大学進学で上京してからの飲酒は寂しさから逃れるための一つの方法だったが…

- 警備員O.M 36歳

 僕が酒を飲み始めたのは、生まれ育った四国の高校を卒業して東京の大学に入り、一人で生活するようになってからです。駒場に下宿を決めてから入学式までのひと月が途方もなく長く感じられました。知り合いといえば、八王子に住む伯父の家族がありましたが、冠婚葬祭の他は交流もなく疎遠だったので気安く遊びにいけるような親族ではありませんでした。また、伯父は当時の大蔵省に勤めていたので、どこか身分の違いというか、僕の家族よりワンランク上の格のようなものを勝手に感じていました。この伯父は昨年亡くなりましたが、アルコールの問題の多い人で、葬儀は近しい親族だけで執り行われたそうです。

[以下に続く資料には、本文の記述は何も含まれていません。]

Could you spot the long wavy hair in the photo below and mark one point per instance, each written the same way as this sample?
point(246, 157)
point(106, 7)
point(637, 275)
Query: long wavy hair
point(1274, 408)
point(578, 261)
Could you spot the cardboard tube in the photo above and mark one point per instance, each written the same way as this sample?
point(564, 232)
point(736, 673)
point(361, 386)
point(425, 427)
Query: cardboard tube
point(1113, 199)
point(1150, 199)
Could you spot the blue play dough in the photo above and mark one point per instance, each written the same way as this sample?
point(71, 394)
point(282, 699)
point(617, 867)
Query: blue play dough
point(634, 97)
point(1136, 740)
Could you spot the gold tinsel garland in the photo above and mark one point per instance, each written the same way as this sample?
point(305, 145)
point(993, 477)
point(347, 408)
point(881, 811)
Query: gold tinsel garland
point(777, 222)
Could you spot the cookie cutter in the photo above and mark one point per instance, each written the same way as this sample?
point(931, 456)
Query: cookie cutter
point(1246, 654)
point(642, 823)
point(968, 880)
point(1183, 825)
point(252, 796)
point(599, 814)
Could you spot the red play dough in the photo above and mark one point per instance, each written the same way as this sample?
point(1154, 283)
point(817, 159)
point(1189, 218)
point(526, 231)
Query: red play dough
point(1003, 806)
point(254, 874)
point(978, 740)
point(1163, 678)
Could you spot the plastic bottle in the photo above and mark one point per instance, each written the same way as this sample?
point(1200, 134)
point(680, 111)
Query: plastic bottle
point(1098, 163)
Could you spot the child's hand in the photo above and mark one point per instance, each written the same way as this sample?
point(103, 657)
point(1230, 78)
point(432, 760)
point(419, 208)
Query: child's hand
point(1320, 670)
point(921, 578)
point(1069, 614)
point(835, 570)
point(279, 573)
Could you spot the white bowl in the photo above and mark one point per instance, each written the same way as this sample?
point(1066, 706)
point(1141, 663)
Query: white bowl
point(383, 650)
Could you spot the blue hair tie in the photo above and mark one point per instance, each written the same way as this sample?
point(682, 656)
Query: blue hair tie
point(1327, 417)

それはそうとして、遠く親元から離れられた開放感はありましたし、都会の風にあたるだけで大人になったような気分でした。自分が、浜田省吾の「路地裏の少年」の主人公になったような、そんな気持ちもありました。ただ、寂しくてどうしようもなくなるのはすぐでした。ただの子供でした。
 そんな時、大人といえば酒、寂しさといえば酒、というふうに思ったのでしょう。当時の僕は。アルバイトを早めに探して小遣いくらいは稼ぐよう母親に言われていたので、とりあえず街に出ようと決め、夜寝る前にビールを飲みながら東京のガイドブックを読みふけり、明日の目的地を決めていました。青山から渋谷まで歩いてみようとか、ちょっと怖いけど歌舞伎町をのぞいてみようとか、そんなふうに一日を潰して、下宿に戻ればまたビールを飲みながらテレビの深夜放送をつけてガイドブックを読む。ビールの味は美味しくもなかったけれど、大人の味だと思うとそれが勝りました。すぐに酔うのでテレビも本も面白く感じられ、酔っていても誰もいないので、一人なので、声を出して笑っても、吐いても恥ずかしくないのでその間は充足した気分でした。緊張を解きほぐし、いつの間にか眠る。そうして寂しさを飼いならす方法を見つけたつもりでした。